Although, I am really glad I decided to take a gap year purely for financial reasons. My parents are on extremely low income, there was no way they could have helped with my Uni fees or accommodation deposit. In my family, at the age of eighteen you have to start paying rent and I’m bewildered that next to none of my friends have to do this. At times I’m jealous that there are more people my age with a lot more money than myself, but I can’t compare myself to other people- I’m just trying to get ahead. 

I had three jobs at the end of last year to keep myself afloat. I was a sales assistant by day, a barmaid by night and I still managed to wake up at six every morning for the third- taking children to school who’s parents worked full time jobs and couldn’t make the school run. 

In those months, I was sleepless, drained and I would barely eat. I had places to go, things to do and I learnt the meaning of hard work. I had retail customers patronise me, bar customers spit in my face and children answering me back. All I kept thinking was, ‘this is to live with. This is so you can pay your rent and save some money.’ It didn’t last long. I quit my bar job, standing nine hours on your feet surrounded by drunk people who sexualise you, laugh at you and spit at you is not worth it for minimum wage. 

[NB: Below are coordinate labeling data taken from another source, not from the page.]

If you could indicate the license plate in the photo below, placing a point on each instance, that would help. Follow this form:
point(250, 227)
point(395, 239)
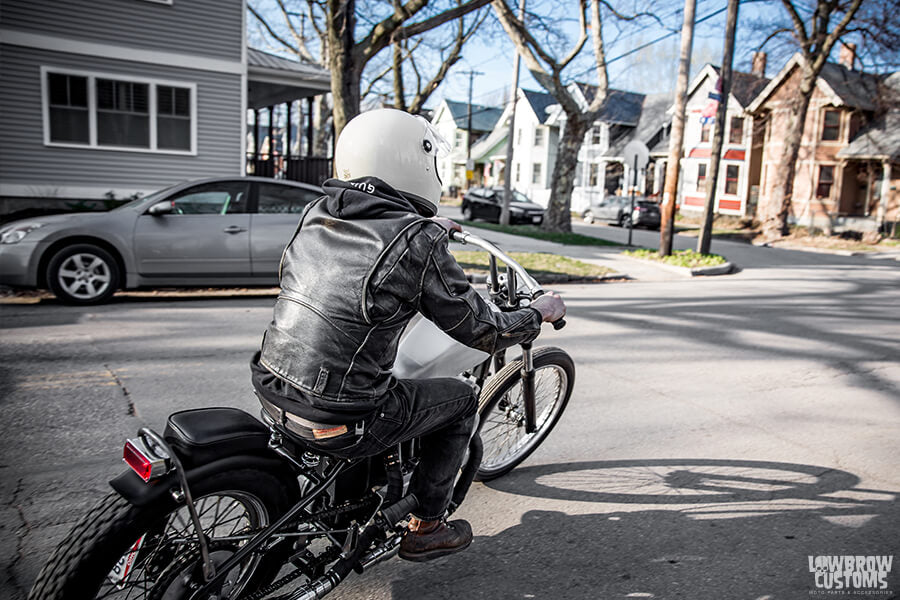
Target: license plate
point(123, 567)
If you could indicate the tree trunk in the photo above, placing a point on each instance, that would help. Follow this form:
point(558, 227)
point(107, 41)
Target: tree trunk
point(778, 207)
point(558, 216)
point(343, 62)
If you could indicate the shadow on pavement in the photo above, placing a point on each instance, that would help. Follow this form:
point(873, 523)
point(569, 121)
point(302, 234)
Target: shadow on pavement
point(740, 529)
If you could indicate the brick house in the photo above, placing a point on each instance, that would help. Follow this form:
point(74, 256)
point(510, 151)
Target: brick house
point(844, 179)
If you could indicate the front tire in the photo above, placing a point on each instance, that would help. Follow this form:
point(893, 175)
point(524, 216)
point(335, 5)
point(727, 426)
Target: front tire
point(231, 502)
point(83, 274)
point(500, 406)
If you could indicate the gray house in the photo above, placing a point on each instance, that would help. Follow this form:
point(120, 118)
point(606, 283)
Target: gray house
point(117, 97)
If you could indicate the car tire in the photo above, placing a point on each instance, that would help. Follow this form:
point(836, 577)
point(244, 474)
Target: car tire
point(83, 274)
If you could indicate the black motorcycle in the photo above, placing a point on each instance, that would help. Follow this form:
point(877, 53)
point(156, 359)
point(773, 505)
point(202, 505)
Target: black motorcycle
point(225, 506)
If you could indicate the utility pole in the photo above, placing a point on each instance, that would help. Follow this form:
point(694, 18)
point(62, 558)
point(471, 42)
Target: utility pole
point(507, 172)
point(675, 142)
point(469, 165)
point(712, 182)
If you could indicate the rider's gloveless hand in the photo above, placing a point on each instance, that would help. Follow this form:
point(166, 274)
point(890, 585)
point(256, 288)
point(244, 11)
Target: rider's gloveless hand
point(551, 307)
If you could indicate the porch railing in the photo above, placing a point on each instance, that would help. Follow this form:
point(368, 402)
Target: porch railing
point(306, 169)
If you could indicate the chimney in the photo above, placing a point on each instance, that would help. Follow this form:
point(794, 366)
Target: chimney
point(759, 64)
point(847, 55)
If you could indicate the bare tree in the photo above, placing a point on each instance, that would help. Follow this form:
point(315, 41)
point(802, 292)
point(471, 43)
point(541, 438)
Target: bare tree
point(548, 71)
point(816, 36)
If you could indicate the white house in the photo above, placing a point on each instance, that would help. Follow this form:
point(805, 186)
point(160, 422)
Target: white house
point(733, 191)
point(451, 120)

A lot of people who I thought were my friends, couldn’t understand I had no spare time. There was no understanding or support over the fact my parents couldn’t whip £9,000 out of their pockets so I could quit work and get drunk with them. These are the people I no longer need in my life. People who support you when you’re hustling each day, working to the grind and still waking up positively the next day are the people you need in your life. Not the ones that slaughter you and your family for it. 

When you do have free time (which is rare) you begin to really work on yourself. You realise you are going to be starting University soon and you have a chance to start as the person you want to be. Maybe you start eating healthily or getting more creative- for me I’ve been more charismatic and intuitive. 

There are some points when it starts to feel like one overdrawn summer holiday. You crave to learn, you desire the information and your curiosity kicks in. These are the moments you will remember most. There have been countless times where I’ve been in bed, researching the history of South Korea, or trying to learn a new language. You’ll be up at three am sometimes, writing passages or learning a new song on guitar- anything to enrich you. You even learn to cook on a gourmet level to try and impress your soon to be new flat mates. 

I have ten months until I start university and I’m so excited- I have been excited for this for two years now. But I’m glad I took this year out. It’s been a really big journey and I’m excited to see how the rest of it goes.